— Il ne s’agit pas de cela…
— Je te comprends… l’heure est venue de me conduire aux caves de Rochegaule.
— Il n’y a plus de caves.
Ces mots produisirent sur l’ivrogne l’effet d’une douche. D’un saut de carpe, il se mit sur son séant et, la face bouleversée :
— Plus de caves… que dis-tu, chevalier de Mirel, chevalier de mon cœur ?
— Je ne suis plus chevalier.
Les yeux du pope s’écarquillèrent :
— Mon repos a-t-il été si long que de pareilles transformations aient pu s’accomplir ! Voyons, chevalier…
— Plus de chevalier,… je m’appelle Espérat, et, sur mon honneur, je vous brûle la cervelle si vous ne répondez pas à mes questions.
Ce disant, il braquait son pistolet sur le pope.
Ivan était certainement brave, car il ne sourcilla pas :
— Les cris ne sont pas un raisonnement — Imprecatio non est ratio… Souviens-toi, Espérat, puisque ainsi tu prétends te nommer, que la volonté de l’homme est invincible et que celui qui frappe par l’épée, périra par l’épée.
— Je n’ai pas d’épée…
— Mais un pistolet, res cadem, chose semblable… ; toutefois tu pourrais arguer de ton ignorance pour éviter la punition, je parlerai donc, non par crainte, mais par charité, Caritas, filia Domini carissima.

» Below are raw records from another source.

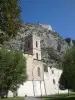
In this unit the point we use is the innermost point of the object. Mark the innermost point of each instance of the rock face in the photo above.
(52, 45)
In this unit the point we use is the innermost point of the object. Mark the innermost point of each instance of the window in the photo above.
(50, 66)
(52, 71)
(38, 71)
(36, 44)
(36, 55)
(28, 44)
(45, 68)
(53, 81)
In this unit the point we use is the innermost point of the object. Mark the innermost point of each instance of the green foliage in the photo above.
(67, 79)
(68, 40)
(12, 70)
(52, 54)
(10, 21)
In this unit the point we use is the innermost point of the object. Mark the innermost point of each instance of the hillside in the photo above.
(52, 45)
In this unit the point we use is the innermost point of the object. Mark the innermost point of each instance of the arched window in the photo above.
(28, 44)
(36, 55)
(53, 81)
(52, 71)
(38, 71)
(36, 44)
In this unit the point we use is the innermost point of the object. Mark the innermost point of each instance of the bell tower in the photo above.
(32, 46)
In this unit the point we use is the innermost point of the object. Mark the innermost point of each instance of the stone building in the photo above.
(39, 82)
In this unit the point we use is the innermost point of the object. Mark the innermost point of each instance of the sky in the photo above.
(60, 14)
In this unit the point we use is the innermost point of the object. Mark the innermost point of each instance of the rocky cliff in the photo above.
(52, 45)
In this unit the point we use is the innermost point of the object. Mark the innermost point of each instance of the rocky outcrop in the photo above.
(52, 45)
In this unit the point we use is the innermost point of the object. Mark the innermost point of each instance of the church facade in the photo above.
(39, 82)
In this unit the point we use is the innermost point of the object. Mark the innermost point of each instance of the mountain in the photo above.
(53, 45)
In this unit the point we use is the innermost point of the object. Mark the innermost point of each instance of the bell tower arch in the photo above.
(33, 47)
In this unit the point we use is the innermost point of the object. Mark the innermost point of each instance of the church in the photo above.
(39, 82)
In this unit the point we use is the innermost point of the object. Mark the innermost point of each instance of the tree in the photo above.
(10, 20)
(12, 70)
(67, 79)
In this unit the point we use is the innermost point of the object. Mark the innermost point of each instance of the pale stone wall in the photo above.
(51, 88)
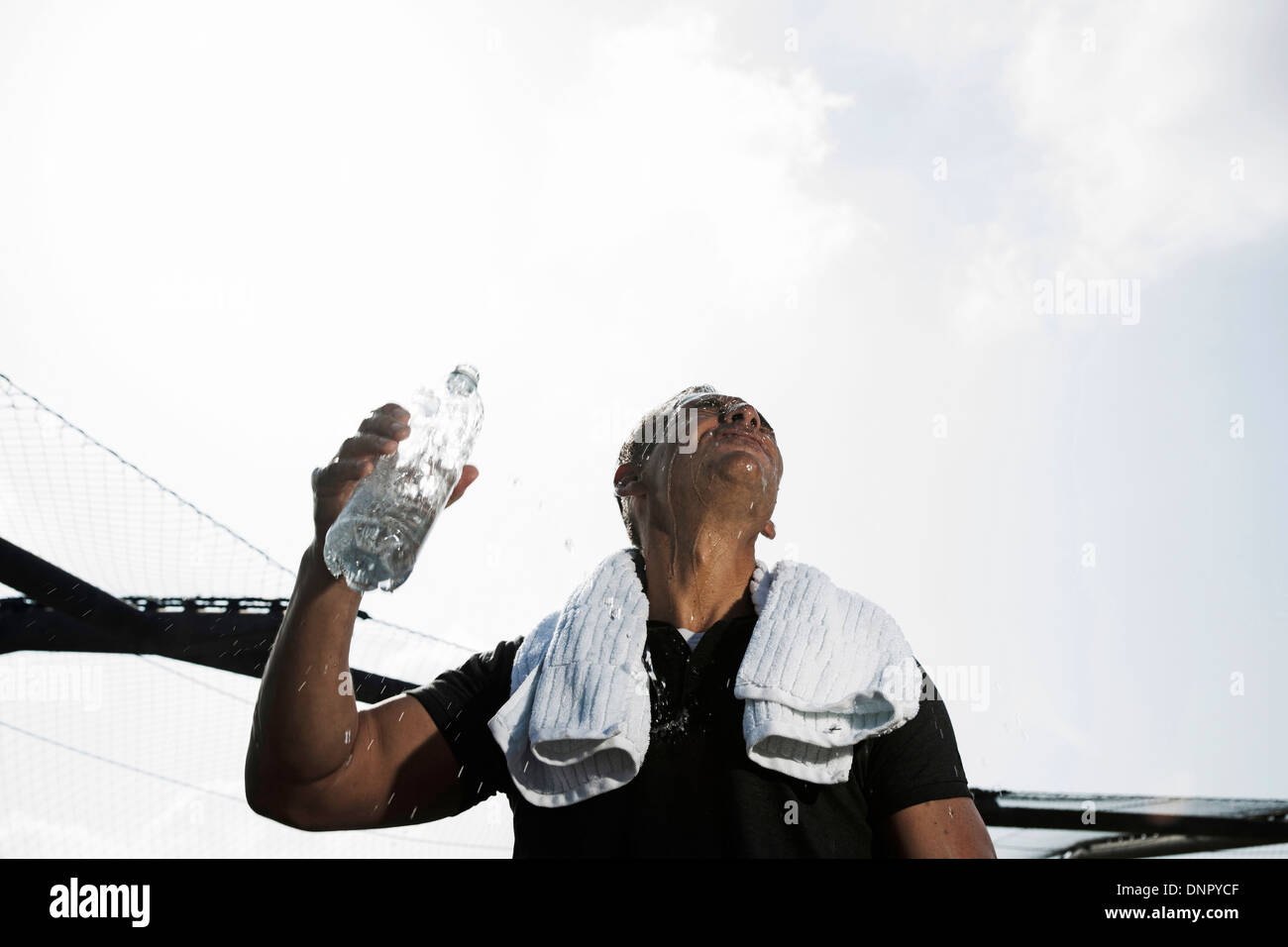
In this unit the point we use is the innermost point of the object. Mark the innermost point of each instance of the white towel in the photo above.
(823, 671)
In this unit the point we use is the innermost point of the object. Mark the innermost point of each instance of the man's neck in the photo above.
(699, 579)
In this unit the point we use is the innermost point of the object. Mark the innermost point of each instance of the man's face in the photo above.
(724, 464)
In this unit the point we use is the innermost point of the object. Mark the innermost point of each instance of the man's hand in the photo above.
(377, 437)
(939, 828)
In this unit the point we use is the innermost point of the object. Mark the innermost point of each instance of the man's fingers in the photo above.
(397, 411)
(384, 425)
(340, 472)
(469, 474)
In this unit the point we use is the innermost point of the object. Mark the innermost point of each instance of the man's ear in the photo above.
(626, 480)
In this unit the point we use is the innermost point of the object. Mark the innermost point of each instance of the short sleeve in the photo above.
(462, 701)
(917, 762)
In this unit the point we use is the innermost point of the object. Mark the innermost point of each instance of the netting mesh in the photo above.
(127, 755)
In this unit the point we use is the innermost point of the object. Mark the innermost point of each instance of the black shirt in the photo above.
(697, 792)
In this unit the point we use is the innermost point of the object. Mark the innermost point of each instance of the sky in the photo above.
(1003, 274)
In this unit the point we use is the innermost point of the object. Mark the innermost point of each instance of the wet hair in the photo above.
(635, 449)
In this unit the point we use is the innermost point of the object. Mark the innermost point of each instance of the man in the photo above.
(694, 506)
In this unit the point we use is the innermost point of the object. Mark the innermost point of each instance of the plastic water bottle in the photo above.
(377, 535)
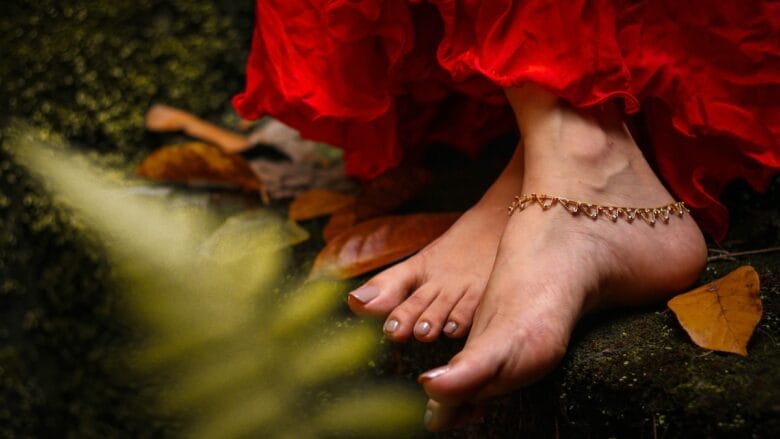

— Peu m’importe, répliqua le jeune garçon qui trépignait d’impatience, répondez… Où le vicomte d’Artin est-il descendu à Saint-Dizier ?
— Ton frère ?…
— D’Artin n’est pas mon frère.
L’ivrogne se prit le crâne à deux mains :
— Non plus !… Décidément, j’ai, comme le Grec célèbre, dormi pendant plusieurs années.
Et avec un émoi qui démontrait le trouble de ses idées :
— L’Empereur règne-t-il toujours ?
La question exaspéra Milhuitcent :
— Oui, il règne, et il régnera malgré les misérables qui veulent le renverser.
— Ah oui !… Alexandre, mon maître…
— Et vous, vous, espion.
Dans la main du jeune homme, le pistolet tremblait d’inquiétante façon.